Where \(\theta\) is the angle between the viewing direction and the half vector while the parameters \(\eta_1\) and \(\eta_2\) are the indices of refraction (IOR) of the two medias. This formula is an approximation of the full version that describes the interaction of light passing from dielectric to dielectric materials with different index of refraction. If we want to model conductor materials we have to use a different formula though. A good approximation for conductors is given by the following [2]:

\[ F = \frac{(\eta-1)^2+4\eta(1-cos\theta)^5+k^2}{(\eta+1)^2+k^2}\]

Where \(\theta\) is the angle between the viewing direction and the half vector, \(\eta\) is the index of refraction for the conductor and \(k\) is the absorption coefficient of the conductor. The formula assumes the media where the ray is coming from is air or vacuum.

Dielectric Fresnel: From left to right the index of refraction is 1.2, 1.5, 1.8, 2.4

Conductor Fresnel with Absorption k = 2: From left to right the index of refraction is 1.2, 1.5, 1.8, 2.4

Conductor Fresnel with Absorption k = 4: From left to right the index of refraction is 1.2, 1.5, 1.8, 2.4

As you can see above the two function give very different results and depending of what material we are trying to simulate we would have to pick one formula or the other.
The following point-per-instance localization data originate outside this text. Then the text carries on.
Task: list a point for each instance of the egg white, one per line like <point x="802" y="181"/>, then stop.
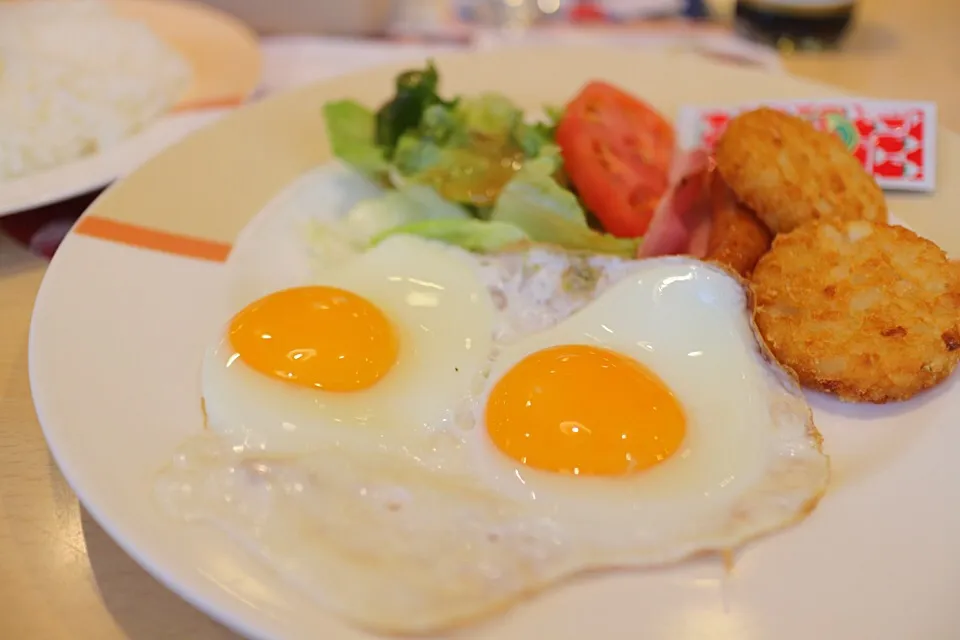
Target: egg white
<point x="443" y="315"/>
<point x="419" y="529"/>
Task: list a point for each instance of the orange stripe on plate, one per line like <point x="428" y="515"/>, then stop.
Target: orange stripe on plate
<point x="212" y="103"/>
<point x="145" y="238"/>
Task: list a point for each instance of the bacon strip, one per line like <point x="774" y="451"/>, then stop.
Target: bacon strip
<point x="699" y="216"/>
<point x="677" y="225"/>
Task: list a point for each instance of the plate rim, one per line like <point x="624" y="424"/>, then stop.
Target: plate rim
<point x="110" y="525"/>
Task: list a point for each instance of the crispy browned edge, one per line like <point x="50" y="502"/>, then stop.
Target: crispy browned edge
<point x="738" y="238"/>
<point x="741" y="153"/>
<point x="851" y="393"/>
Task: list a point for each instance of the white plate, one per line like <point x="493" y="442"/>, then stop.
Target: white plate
<point x="119" y="329"/>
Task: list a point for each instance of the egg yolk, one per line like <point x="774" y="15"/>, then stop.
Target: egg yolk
<point x="320" y="337"/>
<point x="583" y="410"/>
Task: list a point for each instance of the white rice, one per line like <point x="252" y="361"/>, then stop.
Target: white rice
<point x="75" y="79"/>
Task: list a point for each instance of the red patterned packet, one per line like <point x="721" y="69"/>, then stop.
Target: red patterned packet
<point x="895" y="140"/>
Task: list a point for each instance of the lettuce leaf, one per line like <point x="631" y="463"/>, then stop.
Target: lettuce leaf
<point x="375" y="216"/>
<point x="473" y="235"/>
<point x="351" y="129"/>
<point x="534" y="202"/>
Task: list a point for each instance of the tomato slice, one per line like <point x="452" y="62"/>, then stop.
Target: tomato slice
<point x="617" y="152"/>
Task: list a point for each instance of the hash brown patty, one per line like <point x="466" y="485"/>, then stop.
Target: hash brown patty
<point x="737" y="237"/>
<point x="789" y="173"/>
<point x="866" y="311"/>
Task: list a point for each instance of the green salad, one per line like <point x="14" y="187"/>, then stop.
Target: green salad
<point x="470" y="171"/>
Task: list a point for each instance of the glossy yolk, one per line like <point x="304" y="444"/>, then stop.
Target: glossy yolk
<point x="320" y="337"/>
<point x="584" y="410"/>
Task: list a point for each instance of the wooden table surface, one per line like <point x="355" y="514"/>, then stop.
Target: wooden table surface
<point x="61" y="577"/>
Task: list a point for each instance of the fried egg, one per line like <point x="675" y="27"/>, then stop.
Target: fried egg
<point x="623" y="413"/>
<point x="389" y="340"/>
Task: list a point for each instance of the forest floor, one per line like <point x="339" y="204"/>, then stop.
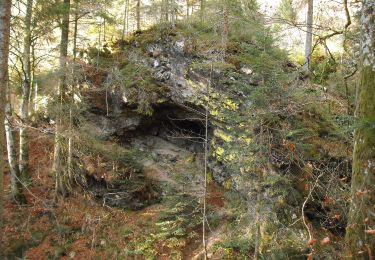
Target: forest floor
<point x="78" y="227"/>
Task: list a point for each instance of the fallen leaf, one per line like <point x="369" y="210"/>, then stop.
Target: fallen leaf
<point x="337" y="216"/>
<point x="361" y="193"/>
<point x="370" y="231"/>
<point x="325" y="241"/>
<point x="311" y="242"/>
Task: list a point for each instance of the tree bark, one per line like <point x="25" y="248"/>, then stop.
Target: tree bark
<point x="309" y="34"/>
<point x="5" y="6"/>
<point x="60" y="182"/>
<point x="24" y="110"/>
<point x="138" y="14"/>
<point x="361" y="215"/>
<point x="15" y="177"/>
<point x="225" y="27"/>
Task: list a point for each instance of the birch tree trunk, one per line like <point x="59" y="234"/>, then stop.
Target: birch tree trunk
<point x="15" y="177"/>
<point x="5" y="6"/>
<point x="60" y="184"/>
<point x="24" y="110"/>
<point x="309" y="34"/>
<point x="361" y="221"/>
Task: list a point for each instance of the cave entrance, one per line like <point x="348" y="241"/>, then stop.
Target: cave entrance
<point x="179" y="125"/>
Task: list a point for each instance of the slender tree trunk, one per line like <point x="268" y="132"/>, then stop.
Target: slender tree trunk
<point x="309" y="35"/>
<point x="361" y="221"/>
<point x="5" y="6"/>
<point x="60" y="185"/>
<point x="138" y="14"/>
<point x="70" y="138"/>
<point x="125" y="25"/>
<point x="15" y="177"/>
<point x="24" y="111"/>
<point x="203" y="5"/>
<point x="225" y="27"/>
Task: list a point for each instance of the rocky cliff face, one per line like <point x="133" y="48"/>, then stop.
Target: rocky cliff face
<point x="152" y="98"/>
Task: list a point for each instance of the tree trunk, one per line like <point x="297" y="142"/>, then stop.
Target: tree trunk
<point x="225" y="27"/>
<point x="24" y="110"/>
<point x="361" y="215"/>
<point x="309" y="34"/>
<point x="125" y="25"/>
<point x="15" y="177"/>
<point x="202" y="10"/>
<point x="138" y="14"/>
<point x="5" y="6"/>
<point x="60" y="185"/>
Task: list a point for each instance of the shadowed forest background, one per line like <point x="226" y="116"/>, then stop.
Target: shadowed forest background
<point x="187" y="129"/>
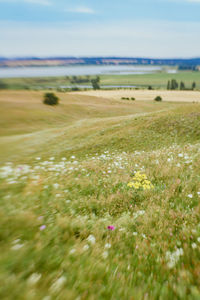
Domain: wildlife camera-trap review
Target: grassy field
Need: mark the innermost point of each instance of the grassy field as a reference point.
(157, 80)
(99, 198)
(172, 96)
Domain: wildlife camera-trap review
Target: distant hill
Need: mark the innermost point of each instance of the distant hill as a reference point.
(63, 61)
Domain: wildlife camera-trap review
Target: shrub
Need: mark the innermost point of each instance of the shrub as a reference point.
(50, 99)
(158, 98)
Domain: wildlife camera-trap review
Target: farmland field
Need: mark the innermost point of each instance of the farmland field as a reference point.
(100, 197)
(156, 80)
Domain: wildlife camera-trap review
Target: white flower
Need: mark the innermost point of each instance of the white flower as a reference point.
(58, 284)
(105, 254)
(194, 245)
(34, 278)
(86, 247)
(91, 239)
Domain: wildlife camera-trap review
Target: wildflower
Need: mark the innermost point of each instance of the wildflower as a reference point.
(91, 239)
(105, 254)
(110, 227)
(42, 227)
(56, 185)
(86, 247)
(140, 181)
(34, 278)
(17, 246)
(58, 284)
(72, 251)
(194, 245)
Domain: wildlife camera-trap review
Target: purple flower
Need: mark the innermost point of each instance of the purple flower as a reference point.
(42, 227)
(111, 227)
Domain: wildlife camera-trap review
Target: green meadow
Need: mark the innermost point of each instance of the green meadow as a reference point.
(100, 198)
(157, 80)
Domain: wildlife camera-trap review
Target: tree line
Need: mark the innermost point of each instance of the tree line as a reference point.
(174, 85)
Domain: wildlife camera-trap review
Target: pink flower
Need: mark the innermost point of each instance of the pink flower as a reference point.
(111, 227)
(42, 227)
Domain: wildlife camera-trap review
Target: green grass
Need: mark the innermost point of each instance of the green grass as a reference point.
(157, 80)
(62, 185)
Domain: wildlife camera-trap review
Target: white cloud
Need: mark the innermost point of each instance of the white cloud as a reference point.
(38, 2)
(81, 10)
(136, 38)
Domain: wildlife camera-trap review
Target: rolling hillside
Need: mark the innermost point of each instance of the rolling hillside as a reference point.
(99, 198)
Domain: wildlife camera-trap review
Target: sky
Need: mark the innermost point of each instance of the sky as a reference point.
(132, 28)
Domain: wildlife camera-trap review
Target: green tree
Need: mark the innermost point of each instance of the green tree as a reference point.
(96, 83)
(50, 99)
(182, 86)
(193, 85)
(3, 85)
(158, 98)
(174, 84)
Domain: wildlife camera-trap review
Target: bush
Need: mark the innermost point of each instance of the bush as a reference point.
(158, 98)
(50, 99)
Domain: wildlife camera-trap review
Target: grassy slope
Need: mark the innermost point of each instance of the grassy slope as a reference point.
(82, 195)
(157, 80)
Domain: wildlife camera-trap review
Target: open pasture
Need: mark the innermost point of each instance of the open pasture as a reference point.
(100, 198)
(145, 95)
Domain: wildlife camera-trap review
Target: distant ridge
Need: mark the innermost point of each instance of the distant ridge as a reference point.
(51, 61)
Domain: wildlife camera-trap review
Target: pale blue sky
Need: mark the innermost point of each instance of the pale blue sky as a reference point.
(149, 28)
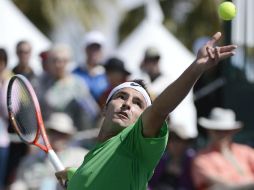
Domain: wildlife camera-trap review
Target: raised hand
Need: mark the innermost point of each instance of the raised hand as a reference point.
(209, 55)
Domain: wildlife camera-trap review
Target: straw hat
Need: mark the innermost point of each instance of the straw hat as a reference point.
(220, 119)
(94, 37)
(61, 122)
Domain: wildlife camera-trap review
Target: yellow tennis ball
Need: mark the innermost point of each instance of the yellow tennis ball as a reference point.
(227, 10)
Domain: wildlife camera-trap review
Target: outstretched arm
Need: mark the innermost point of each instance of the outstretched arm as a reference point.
(207, 57)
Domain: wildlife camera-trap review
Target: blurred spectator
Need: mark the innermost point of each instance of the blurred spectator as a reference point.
(23, 51)
(223, 164)
(62, 91)
(5, 74)
(35, 171)
(174, 169)
(44, 60)
(150, 72)
(91, 69)
(116, 74)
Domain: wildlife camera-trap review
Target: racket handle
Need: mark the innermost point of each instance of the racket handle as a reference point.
(55, 160)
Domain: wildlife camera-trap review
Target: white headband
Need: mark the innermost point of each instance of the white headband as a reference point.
(132, 85)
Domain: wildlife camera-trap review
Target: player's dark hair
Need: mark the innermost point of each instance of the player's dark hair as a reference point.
(3, 55)
(142, 83)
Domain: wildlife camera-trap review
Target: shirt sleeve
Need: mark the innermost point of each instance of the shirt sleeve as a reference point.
(147, 150)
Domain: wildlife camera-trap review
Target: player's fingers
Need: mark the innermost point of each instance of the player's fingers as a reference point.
(227, 48)
(226, 54)
(210, 53)
(217, 54)
(214, 39)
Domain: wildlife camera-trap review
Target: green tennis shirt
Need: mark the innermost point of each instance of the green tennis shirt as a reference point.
(124, 162)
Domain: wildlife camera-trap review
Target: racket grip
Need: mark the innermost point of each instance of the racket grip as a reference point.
(55, 160)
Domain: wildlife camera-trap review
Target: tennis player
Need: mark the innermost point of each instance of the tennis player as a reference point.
(134, 133)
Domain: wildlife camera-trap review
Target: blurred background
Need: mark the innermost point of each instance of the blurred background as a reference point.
(187, 22)
(175, 28)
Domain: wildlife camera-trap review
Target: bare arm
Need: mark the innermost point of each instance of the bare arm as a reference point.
(207, 57)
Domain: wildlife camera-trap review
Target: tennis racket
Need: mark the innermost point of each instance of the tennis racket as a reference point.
(25, 116)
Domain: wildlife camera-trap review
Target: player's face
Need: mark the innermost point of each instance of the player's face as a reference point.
(125, 107)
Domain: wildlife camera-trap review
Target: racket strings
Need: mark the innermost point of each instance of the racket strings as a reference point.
(24, 111)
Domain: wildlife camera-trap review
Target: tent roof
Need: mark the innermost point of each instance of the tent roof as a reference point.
(15, 27)
(175, 58)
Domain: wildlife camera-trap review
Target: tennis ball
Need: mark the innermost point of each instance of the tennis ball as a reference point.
(227, 10)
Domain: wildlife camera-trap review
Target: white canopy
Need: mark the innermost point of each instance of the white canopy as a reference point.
(175, 58)
(15, 27)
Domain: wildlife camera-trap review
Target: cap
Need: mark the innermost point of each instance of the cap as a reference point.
(152, 52)
(115, 64)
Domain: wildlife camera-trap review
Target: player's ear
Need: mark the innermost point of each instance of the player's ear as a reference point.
(103, 111)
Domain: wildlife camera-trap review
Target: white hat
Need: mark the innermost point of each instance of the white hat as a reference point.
(220, 119)
(94, 37)
(60, 122)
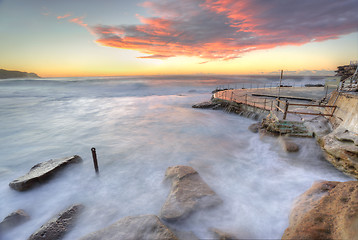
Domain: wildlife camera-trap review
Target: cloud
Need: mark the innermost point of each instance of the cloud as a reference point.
(64, 16)
(227, 29)
(79, 21)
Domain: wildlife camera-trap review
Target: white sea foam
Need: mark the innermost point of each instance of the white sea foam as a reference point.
(141, 126)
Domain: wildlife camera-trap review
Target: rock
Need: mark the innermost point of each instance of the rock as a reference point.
(221, 235)
(205, 105)
(328, 210)
(255, 127)
(344, 135)
(184, 235)
(288, 145)
(320, 126)
(58, 226)
(341, 151)
(134, 228)
(188, 193)
(14, 219)
(42, 172)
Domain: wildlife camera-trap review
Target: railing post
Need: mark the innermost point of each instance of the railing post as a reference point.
(286, 108)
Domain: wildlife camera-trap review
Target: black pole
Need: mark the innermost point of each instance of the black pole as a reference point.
(95, 163)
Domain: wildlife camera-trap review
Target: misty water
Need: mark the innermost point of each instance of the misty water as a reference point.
(140, 126)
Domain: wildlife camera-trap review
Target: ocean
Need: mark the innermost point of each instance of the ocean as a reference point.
(140, 126)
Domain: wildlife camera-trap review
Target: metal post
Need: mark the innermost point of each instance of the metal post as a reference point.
(279, 87)
(95, 163)
(286, 108)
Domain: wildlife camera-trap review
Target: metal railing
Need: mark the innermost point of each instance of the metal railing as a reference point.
(287, 104)
(270, 105)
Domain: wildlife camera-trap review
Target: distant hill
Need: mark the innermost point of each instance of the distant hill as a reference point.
(16, 74)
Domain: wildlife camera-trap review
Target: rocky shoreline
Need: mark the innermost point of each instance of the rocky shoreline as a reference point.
(189, 193)
(328, 210)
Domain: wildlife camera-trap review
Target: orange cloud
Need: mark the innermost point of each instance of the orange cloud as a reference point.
(226, 29)
(79, 21)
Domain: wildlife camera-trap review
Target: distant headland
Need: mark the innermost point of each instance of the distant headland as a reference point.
(16, 74)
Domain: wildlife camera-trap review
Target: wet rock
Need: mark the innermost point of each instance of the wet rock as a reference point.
(341, 151)
(41, 172)
(344, 135)
(14, 219)
(205, 105)
(255, 127)
(58, 226)
(188, 193)
(221, 235)
(288, 145)
(328, 210)
(134, 228)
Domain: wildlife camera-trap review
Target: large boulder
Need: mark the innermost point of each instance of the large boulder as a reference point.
(14, 219)
(134, 228)
(289, 145)
(42, 172)
(328, 210)
(58, 226)
(188, 193)
(341, 148)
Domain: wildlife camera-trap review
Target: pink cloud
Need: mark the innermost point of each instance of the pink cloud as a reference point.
(227, 29)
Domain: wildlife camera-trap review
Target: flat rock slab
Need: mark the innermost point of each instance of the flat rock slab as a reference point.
(58, 226)
(42, 172)
(328, 210)
(14, 219)
(188, 193)
(134, 228)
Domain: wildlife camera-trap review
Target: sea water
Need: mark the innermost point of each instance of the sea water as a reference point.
(140, 126)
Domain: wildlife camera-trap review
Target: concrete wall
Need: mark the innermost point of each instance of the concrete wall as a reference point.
(346, 114)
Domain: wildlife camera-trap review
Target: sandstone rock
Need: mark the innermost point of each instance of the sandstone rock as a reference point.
(134, 228)
(342, 154)
(188, 193)
(288, 145)
(57, 227)
(328, 210)
(255, 127)
(345, 135)
(42, 172)
(14, 219)
(320, 126)
(221, 235)
(204, 105)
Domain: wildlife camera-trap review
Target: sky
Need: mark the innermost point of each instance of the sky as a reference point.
(64, 38)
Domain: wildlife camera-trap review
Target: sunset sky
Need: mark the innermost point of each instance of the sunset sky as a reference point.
(120, 37)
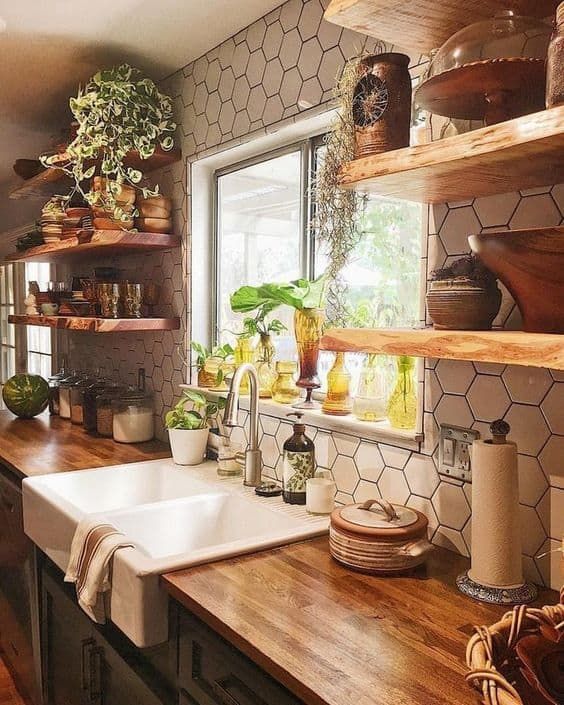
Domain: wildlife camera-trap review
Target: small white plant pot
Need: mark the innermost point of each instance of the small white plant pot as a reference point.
(188, 446)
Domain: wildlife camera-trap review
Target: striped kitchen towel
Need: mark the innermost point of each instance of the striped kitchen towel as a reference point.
(90, 565)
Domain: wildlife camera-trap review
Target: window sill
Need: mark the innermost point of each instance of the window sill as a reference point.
(369, 430)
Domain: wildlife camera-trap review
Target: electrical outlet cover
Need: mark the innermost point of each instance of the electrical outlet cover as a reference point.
(454, 452)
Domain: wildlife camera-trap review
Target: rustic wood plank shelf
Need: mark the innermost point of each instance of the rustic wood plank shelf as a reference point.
(503, 347)
(103, 242)
(522, 153)
(54, 181)
(422, 25)
(91, 324)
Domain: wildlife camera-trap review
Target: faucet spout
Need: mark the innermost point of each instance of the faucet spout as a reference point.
(253, 455)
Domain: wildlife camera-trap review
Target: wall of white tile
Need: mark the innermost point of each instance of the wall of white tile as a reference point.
(280, 69)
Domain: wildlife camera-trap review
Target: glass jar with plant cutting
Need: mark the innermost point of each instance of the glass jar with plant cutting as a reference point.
(188, 429)
(212, 365)
(308, 300)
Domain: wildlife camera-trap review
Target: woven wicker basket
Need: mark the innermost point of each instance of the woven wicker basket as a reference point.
(495, 668)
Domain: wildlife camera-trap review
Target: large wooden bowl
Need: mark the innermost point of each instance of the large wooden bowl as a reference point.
(531, 265)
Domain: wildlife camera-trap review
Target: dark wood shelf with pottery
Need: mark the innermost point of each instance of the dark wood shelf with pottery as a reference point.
(522, 153)
(92, 324)
(102, 242)
(498, 346)
(52, 181)
(423, 25)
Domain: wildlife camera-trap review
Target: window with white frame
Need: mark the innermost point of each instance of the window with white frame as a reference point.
(263, 215)
(22, 349)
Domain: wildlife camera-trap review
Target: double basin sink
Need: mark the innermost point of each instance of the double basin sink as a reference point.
(175, 517)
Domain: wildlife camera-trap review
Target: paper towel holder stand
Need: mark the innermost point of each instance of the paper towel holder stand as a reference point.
(502, 595)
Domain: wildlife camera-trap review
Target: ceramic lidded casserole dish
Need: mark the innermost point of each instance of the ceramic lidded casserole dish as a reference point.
(378, 537)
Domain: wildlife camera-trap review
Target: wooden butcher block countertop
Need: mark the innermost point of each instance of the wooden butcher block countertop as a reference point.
(336, 637)
(50, 444)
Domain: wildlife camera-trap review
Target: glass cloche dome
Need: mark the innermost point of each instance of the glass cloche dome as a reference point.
(493, 70)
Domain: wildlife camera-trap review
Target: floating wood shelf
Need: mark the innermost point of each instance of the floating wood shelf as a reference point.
(97, 325)
(504, 347)
(522, 153)
(54, 181)
(103, 242)
(423, 25)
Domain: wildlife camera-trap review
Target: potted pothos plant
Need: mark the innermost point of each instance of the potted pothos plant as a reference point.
(188, 428)
(307, 298)
(119, 111)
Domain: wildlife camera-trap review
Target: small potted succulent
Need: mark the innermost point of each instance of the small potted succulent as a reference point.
(463, 296)
(188, 429)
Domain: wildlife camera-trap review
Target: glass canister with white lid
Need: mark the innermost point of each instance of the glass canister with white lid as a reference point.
(133, 420)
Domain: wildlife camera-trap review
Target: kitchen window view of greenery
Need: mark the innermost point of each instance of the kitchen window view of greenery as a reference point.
(266, 232)
(34, 345)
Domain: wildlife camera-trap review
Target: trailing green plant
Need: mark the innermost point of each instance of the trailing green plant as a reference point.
(299, 294)
(338, 212)
(118, 111)
(202, 353)
(198, 417)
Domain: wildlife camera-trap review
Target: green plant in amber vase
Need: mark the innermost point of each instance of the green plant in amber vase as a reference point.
(118, 111)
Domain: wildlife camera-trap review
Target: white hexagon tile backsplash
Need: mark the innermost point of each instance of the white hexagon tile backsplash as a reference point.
(274, 71)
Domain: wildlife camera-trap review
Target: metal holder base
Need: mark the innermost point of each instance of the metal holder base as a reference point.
(522, 594)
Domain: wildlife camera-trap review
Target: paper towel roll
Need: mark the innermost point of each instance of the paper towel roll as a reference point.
(496, 536)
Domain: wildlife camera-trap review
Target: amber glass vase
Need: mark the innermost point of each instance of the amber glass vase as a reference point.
(266, 368)
(308, 325)
(338, 400)
(402, 405)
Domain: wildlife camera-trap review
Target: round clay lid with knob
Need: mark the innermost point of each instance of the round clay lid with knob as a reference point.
(379, 519)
We could use the formulas as presented, but the current trend, used by the top notch engines like Unreal, is to approximate even more using a concept introduced in the Cook-Torrance paper: the idea of reflectance at normal incidence. To keep the math simple the idea is to precalculate the material's response at normal incidence and then interpolate this value based on the view angle. This is also based on Schlick's approximation:

   float3 Fresnel_Schlick(float cosT, float3 F0)

   {

     return F0 + (1-F0) * pow( 1 - cosT, 5);

   }

Where F0 is the material's response at normal incidence. We calculate F0 as follow:

   // Calculate colour at normal incidence

   float3 F0 = abs ((1.0 - ior) / (1.0 + ior));

   F0 = F0 * F0;

   F0 = lerp(F0, materialColour.rgb, metallic);

The last line is a trick that allows us to treat conductors and dielectric with the same approximation. The idea is that if the material is dielectric we use the IOR, otherwise we use the albedo colour to "tint" the reflection. This can be a bit confusing, especially when authoring the assets, so the important thing to remember is that with this implementation we ignore the IOR value if metallic is set to 1, and we use the albedo colour instead.

Cook-Torrance

We now have all the pieces of our formula, and we can put them together to complete our BRDF which now reads as follow:

\[f_r = k_d \frac{c}{\pi} + k_s \frac{DFG}{4(\omega_o \cdot n)(\omega_i \cdot n)} \]

As presented in the previous article Physically Based Rendering the BRDF is plugged into the rendering equation which is then approximated via a Monte Carlo algorithm. We have also seen how to precalculate the integral result and store it into an envmap; unfortunately this approach won't be possible with Cook-Torrance's BRDF, because it depends on two vectors instead of only one. This means that we won't be able to precalculate it and we'll have to solve it every frame.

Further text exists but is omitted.